Every jurisdiction that has legalised euthanasia or assisted suicide has seen the intended boundaries of their law expand over time. Once a state gives a license to doctors to end the lives of their patients, boundaries around who gets included and who doesn’t become fuzzy and get actively pushed out.

The most glaring evidence of such a slippery slope may be seen in the Netherlands and Belgium. The Dutch law hasn’t changed since euthanasia was decriminalised, but the reasons for wanting euthanasia have continued to expand. Initially terminal cancer accounted for 95% of euthanasia deaths, but now they make up only 68%. The rest are increasingly due to mental illness, early dementia, psychological suffering or accumulating age-related complaints.

In the past few years, the Netherlands has seen the euthanasia of a 54-year-old with personality and eating disorders, a 29-year-old with severe mental illness, and a sexual abuse victim in her 20s who suffered from PTSD.

In Belgium, a 44-year-old with chronic anorexia nervosa, a 44-year-old transgender man who was dissatisfied with his sex change operation, and 45-year-old twins who were going blind were all euthanised. An 85-year-old woman was euthanised because she was grieving the death of her daughter. 

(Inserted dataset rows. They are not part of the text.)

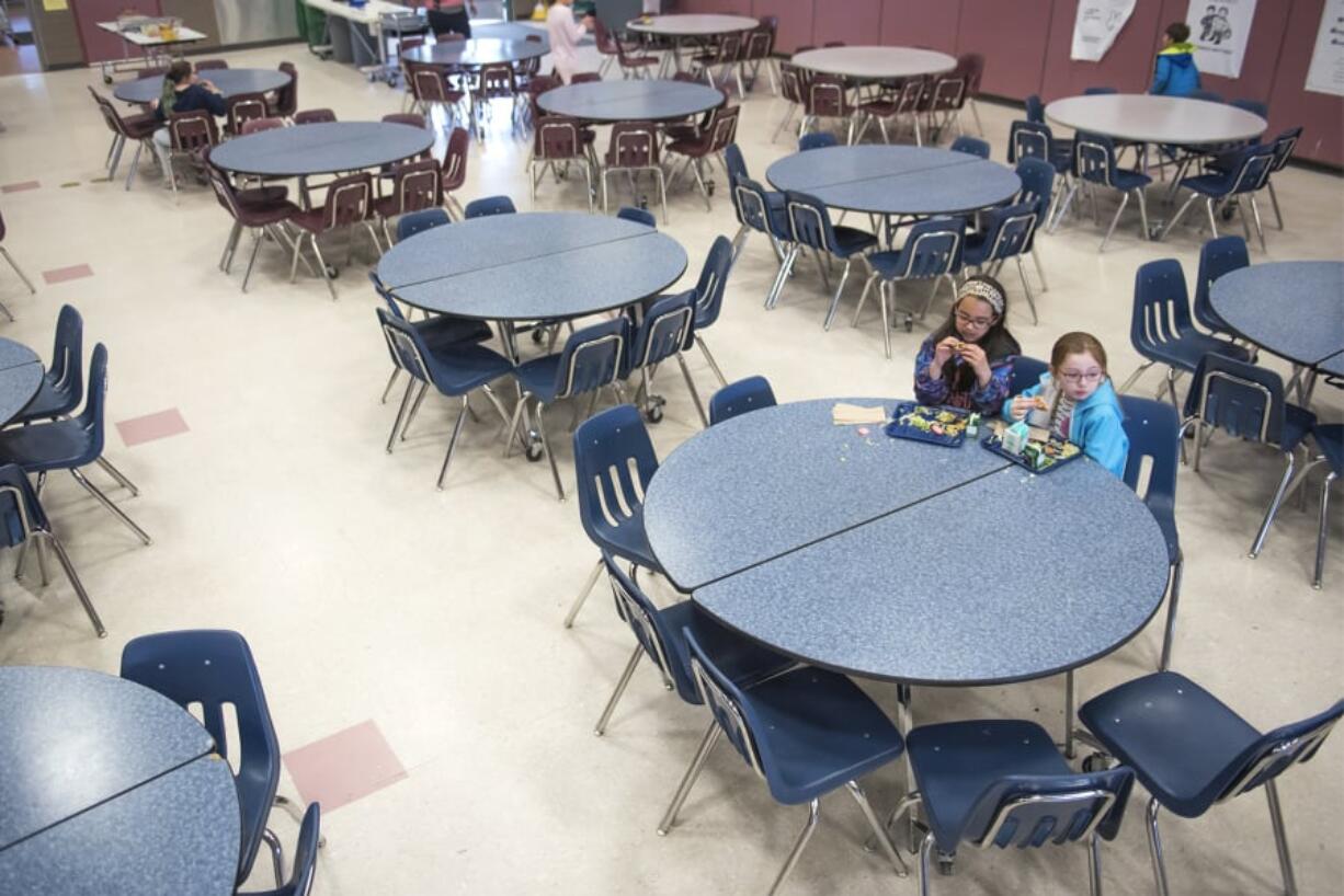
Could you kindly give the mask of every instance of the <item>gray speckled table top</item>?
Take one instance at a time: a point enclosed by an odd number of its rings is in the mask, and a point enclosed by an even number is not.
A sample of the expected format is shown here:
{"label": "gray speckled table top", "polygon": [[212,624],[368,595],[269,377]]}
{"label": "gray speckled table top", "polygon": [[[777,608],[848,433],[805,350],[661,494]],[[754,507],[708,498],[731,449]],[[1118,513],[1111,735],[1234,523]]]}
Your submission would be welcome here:
{"label": "gray speckled table top", "polygon": [[[1035,476],[970,439],[943,449],[887,439],[871,426],[840,463],[844,434],[860,439],[855,427],[831,424],[832,403],[765,408],[711,427],[673,451],[649,485],[645,528],[659,563],[673,582],[687,571],[719,574],[692,586],[692,596],[724,623],[840,672],[969,685],[1083,665],[1133,637],[1160,606],[1161,531],[1090,459]],[[887,441],[898,447],[888,453]],[[766,443],[792,453],[788,473]],[[888,465],[903,469],[892,476]],[[1024,536],[1038,524],[1048,537]],[[762,557],[762,539],[786,547]],[[974,553],[982,574],[958,572],[962,552]]]}
{"label": "gray speckled table top", "polygon": [[1250,140],[1269,126],[1255,113],[1189,97],[1099,94],[1046,106],[1046,118],[1075,130],[1156,144],[1224,144]]}
{"label": "gray speckled table top", "polygon": [[[270,93],[289,83],[289,75],[278,69],[211,69],[200,77],[219,87],[224,99],[241,93]],[[122,102],[149,102],[159,99],[163,89],[163,75],[153,75],[117,85],[112,95]]]}
{"label": "gray speckled table top", "polygon": [[380,121],[329,121],[276,128],[216,146],[210,161],[223,171],[263,177],[305,177],[376,168],[418,156],[434,133]]}
{"label": "gray speckled table top", "polygon": [[930,146],[827,146],[766,169],[775,189],[812,193],[832,208],[878,215],[974,211],[1019,189],[1016,172],[968,153]]}
{"label": "gray speckled table top", "polygon": [[87,669],[0,668],[0,849],[214,750],[177,704]]}
{"label": "gray speckled table top", "polygon": [[585,121],[668,121],[723,102],[723,94],[707,85],[644,79],[569,85],[536,98],[543,111]]}
{"label": "gray speckled table top", "polygon": [[492,215],[434,227],[378,265],[402,301],[480,320],[581,317],[667,289],[681,246],[650,227],[582,212]]}
{"label": "gray speckled table top", "polygon": [[206,756],[0,852],[0,893],[228,896],[239,838],[233,772]]}
{"label": "gray speckled table top", "polygon": [[462,66],[480,69],[501,62],[520,62],[544,56],[551,51],[546,38],[540,40],[501,40],[499,38],[476,38],[472,40],[448,40],[407,50],[402,54],[406,62],[426,66]]}
{"label": "gray speckled table top", "polygon": [[957,60],[935,50],[917,47],[823,47],[793,56],[793,64],[856,81],[914,78],[952,71]]}
{"label": "gray speckled table top", "polygon": [[[677,588],[694,591],[1005,466],[989,451],[892,439],[876,423],[867,435],[835,426],[836,400],[735,416],[664,458],[649,482],[644,528]],[[880,404],[888,415],[895,404],[839,400]]]}
{"label": "gray speckled table top", "polygon": [[1344,262],[1251,265],[1215,279],[1208,298],[1232,329],[1279,357],[1314,367],[1344,352]]}

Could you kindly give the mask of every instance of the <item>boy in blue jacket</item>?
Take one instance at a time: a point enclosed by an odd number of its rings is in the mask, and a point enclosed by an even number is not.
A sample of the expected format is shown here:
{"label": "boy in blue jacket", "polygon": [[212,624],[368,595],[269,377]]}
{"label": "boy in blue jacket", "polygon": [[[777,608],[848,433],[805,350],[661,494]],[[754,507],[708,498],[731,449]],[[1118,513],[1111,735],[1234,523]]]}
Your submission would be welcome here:
{"label": "boy in blue jacket", "polygon": [[1189,43],[1189,26],[1173,21],[1163,34],[1163,48],[1157,54],[1150,94],[1188,97],[1200,89],[1199,69],[1195,67],[1195,44]]}
{"label": "boy in blue jacket", "polygon": [[1060,336],[1050,352],[1050,372],[1004,404],[1004,418],[1021,420],[1032,410],[1042,412],[1052,437],[1073,442],[1116,478],[1125,477],[1125,414],[1106,375],[1106,349],[1095,336]]}

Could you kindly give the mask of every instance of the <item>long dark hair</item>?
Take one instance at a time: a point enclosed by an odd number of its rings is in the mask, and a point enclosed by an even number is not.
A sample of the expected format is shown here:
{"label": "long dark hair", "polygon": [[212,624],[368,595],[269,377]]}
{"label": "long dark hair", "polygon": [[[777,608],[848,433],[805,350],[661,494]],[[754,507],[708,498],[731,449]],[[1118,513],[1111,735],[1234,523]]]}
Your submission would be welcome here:
{"label": "long dark hair", "polygon": [[[970,277],[965,283],[962,283],[961,289],[957,290],[957,301],[952,304],[952,310],[948,312],[948,320],[943,321],[942,326],[933,332],[929,341],[933,345],[937,345],[949,336],[961,339],[961,333],[957,332],[957,308],[961,305],[961,300],[970,297],[985,301],[973,292],[966,290],[966,285],[974,282],[984,283],[991,289],[997,290],[1004,305],[1003,313],[995,317],[995,322],[991,324],[989,329],[985,330],[985,334],[976,341],[976,345],[985,351],[985,357],[989,360],[991,365],[1001,363],[1016,355],[1021,355],[1021,345],[1019,345],[1017,340],[1013,339],[1013,334],[1008,332],[1008,290],[1005,290],[1003,283],[997,279],[985,274]],[[989,305],[992,306],[992,304]],[[956,356],[949,357],[948,363],[942,365],[942,382],[948,383],[953,392],[969,392],[974,388],[976,372],[972,369],[970,364],[958,364],[957,360],[958,359]]]}

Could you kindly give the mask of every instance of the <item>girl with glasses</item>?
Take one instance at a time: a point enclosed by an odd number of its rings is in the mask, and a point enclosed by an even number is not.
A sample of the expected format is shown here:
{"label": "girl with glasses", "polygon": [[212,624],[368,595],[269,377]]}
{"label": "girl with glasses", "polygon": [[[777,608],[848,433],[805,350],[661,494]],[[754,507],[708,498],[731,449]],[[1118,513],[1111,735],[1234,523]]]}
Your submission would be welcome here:
{"label": "girl with glasses", "polygon": [[1125,476],[1125,414],[1106,375],[1106,349],[1090,333],[1064,333],[1050,352],[1050,372],[1004,408],[1009,420],[1042,414],[1050,435],[1067,439],[1117,477]]}
{"label": "girl with glasses", "polygon": [[1012,360],[1021,353],[1004,324],[1007,313],[1008,296],[997,279],[966,279],[946,322],[919,347],[915,400],[999,414]]}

In a 2015 survey of Dutch SCEN doctors (similar to the SCENZ Group proposed by the End of Life Choice Bill), half (49%) said that the limits had been broadened since their first years as a SCEN doctor. None of these changes were made by Parliament. Eleven per cent of SCEN doctors admitted to approving people for euthanasia who felt they were “suffering from life” without any medical basis, even though such cases were regarded by the researchers as outside the law. The Netherlands is currently debating extending the euthanasia law to include people who are healthy but feel they have “completed life”.

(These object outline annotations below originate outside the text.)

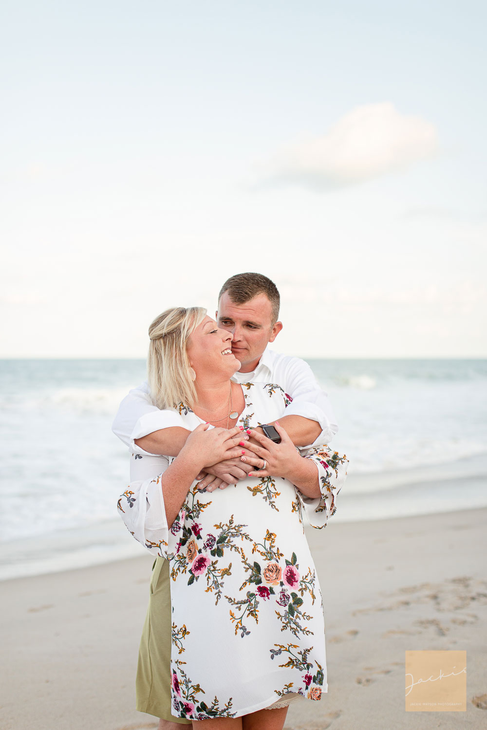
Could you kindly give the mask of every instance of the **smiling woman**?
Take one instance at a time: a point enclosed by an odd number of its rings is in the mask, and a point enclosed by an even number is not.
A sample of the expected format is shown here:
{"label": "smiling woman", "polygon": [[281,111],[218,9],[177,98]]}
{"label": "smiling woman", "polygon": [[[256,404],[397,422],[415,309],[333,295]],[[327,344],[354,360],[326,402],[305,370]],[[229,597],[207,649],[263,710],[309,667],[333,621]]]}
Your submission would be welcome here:
{"label": "smiling woman", "polygon": [[[260,434],[253,442],[252,429],[283,415],[290,399],[278,384],[231,380],[240,366],[232,334],[204,310],[167,310],[150,333],[151,388],[190,433],[160,473],[131,483],[118,510],[135,539],[169,561],[172,715],[215,730],[280,730],[291,701],[326,691],[321,596],[302,514],[325,526],[347,460],[325,446],[303,458],[277,423],[280,444]],[[258,470],[272,464],[272,475],[199,489],[204,467],[241,455]]]}

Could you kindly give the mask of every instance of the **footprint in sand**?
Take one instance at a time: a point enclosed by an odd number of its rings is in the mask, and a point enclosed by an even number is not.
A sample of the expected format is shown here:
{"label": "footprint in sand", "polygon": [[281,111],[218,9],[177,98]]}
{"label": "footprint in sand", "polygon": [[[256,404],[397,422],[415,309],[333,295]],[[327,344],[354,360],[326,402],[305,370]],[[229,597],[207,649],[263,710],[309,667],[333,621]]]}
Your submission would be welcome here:
{"label": "footprint in sand", "polygon": [[437,634],[440,637],[445,637],[447,632],[450,631],[448,626],[442,626],[437,618],[425,618],[420,621],[415,621],[414,623],[415,626],[421,626],[423,629],[435,629]]}
{"label": "footprint in sand", "polygon": [[137,725],[124,725],[121,728],[117,728],[117,730],[156,730],[158,726],[158,723],[142,723]]}
{"label": "footprint in sand", "polygon": [[479,710],[487,710],[487,694],[478,694],[472,698],[472,704]]}
{"label": "footprint in sand", "polygon": [[372,677],[357,677],[355,681],[357,684],[361,684],[362,687],[367,687],[367,685],[372,684],[372,682],[375,682],[375,680]]}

But it’s not only the European jurisdictions where the slippery slope occurs. In Oregon, where assisted suicide may only be given to those with a terminal diagnosis with 6 months or less to live, the definition of a “terminal condition” has expanded over time. What was once limited to conditions that no treatment could stall or cure is now increasingly available to people who refuse treatment that can keep them alive, such as diabetics. A Bill is currently being proposed to expand eligibility to any patient with an incurable disease or unbearable pain. 

And in Canada, where their Medical Assistance in Dying Law has been in effect for just over two years, an expert panel examined the extension of the law to mature minors, people who made advance requests and to those with a mental illness only. Cases are being brought to court to expand eligibility to people with disabilities such as cerebral palsy. In 2017, the Ontario Superior Court declared that a patient doesn’t have to have a terminal condition or expect death to occur within a specific timeframe to meet the law’s requirement that “natural death has become reasonably foreseeable”.  

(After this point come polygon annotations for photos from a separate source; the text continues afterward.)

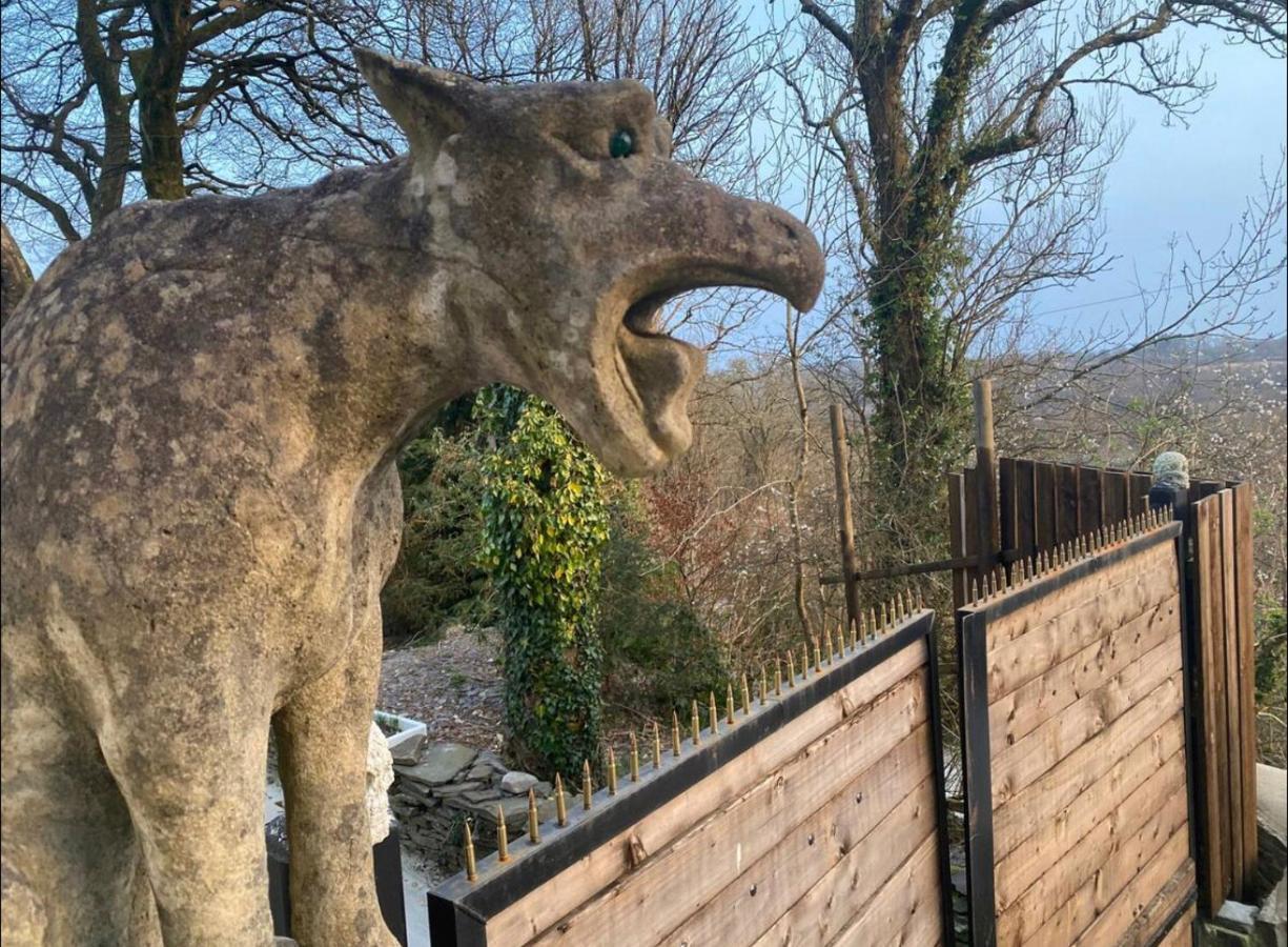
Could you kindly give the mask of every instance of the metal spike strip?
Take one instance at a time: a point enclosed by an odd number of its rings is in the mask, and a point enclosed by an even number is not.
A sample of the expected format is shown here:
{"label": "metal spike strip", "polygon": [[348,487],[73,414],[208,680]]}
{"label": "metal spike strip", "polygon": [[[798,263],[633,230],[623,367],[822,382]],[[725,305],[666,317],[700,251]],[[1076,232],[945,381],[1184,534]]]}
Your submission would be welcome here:
{"label": "metal spike strip", "polygon": [[465,880],[478,881],[478,865],[474,862],[474,836],[470,835],[470,821],[465,819]]}
{"label": "metal spike strip", "polygon": [[555,773],[555,822],[568,825],[568,800],[564,798],[563,776]]}
{"label": "metal spike strip", "polygon": [[528,841],[541,844],[541,822],[537,818],[537,794],[528,790]]}
{"label": "metal spike strip", "polygon": [[496,859],[510,861],[510,836],[505,827],[505,809],[496,807]]}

The slippery slope is real. And if Canada’s experience is anything to go by, it is getting more slippery.

Sources: Regionale Toetsingscommissies Euthanasie, Vijftien jaar euthanasiewet: belangrijkste cijfers, 2017 (2018); S Y H Kim, R G De Vries, J Peteet, “Euthanasia and assisted suicide of patients with psychiatric disorders in the Netherlands 2011 to 2014,” in JAMA Psychiatry (2016) 73(4): 362-368; J Pieters, “Euthanasia Ok’d for dementia patients who request it when lucid,” in NL Times (7 January 2016); T Boer, Submission to the Justice Committee on the End of Life Choice Bill, (5 March 2018); S Dierickx, L Deliens, J Cohen, K Chambaere, “Euthanasia in Belgium: trends in reported cases between 2003 and 2013,” CMAJ (2016) 188(16):E407-E414; Pro Vita, Euthanasie bij gevorderde dementia ‘denkbaar’, (23 April 2015); F Stahle, Submission to the Justice Committee on the End of Life Choice Bill, (February 2018); B Yelle, “Keep leading with better end-of-life choices” in The Register-Guard (15 January 2019); Council of Canadian Academies, Medical Assistance in Dying: The expert panel on Medical Assistance in Dying, (12 December 2018); CTV News, Assisted dying laws are ‘paternalistic and patronizing’, academic says, (7 January 2019). The Canadian Press, “B.C. woman who challenged right-to-die laws gets medically assisted death,” in CBC News (18 September 2017).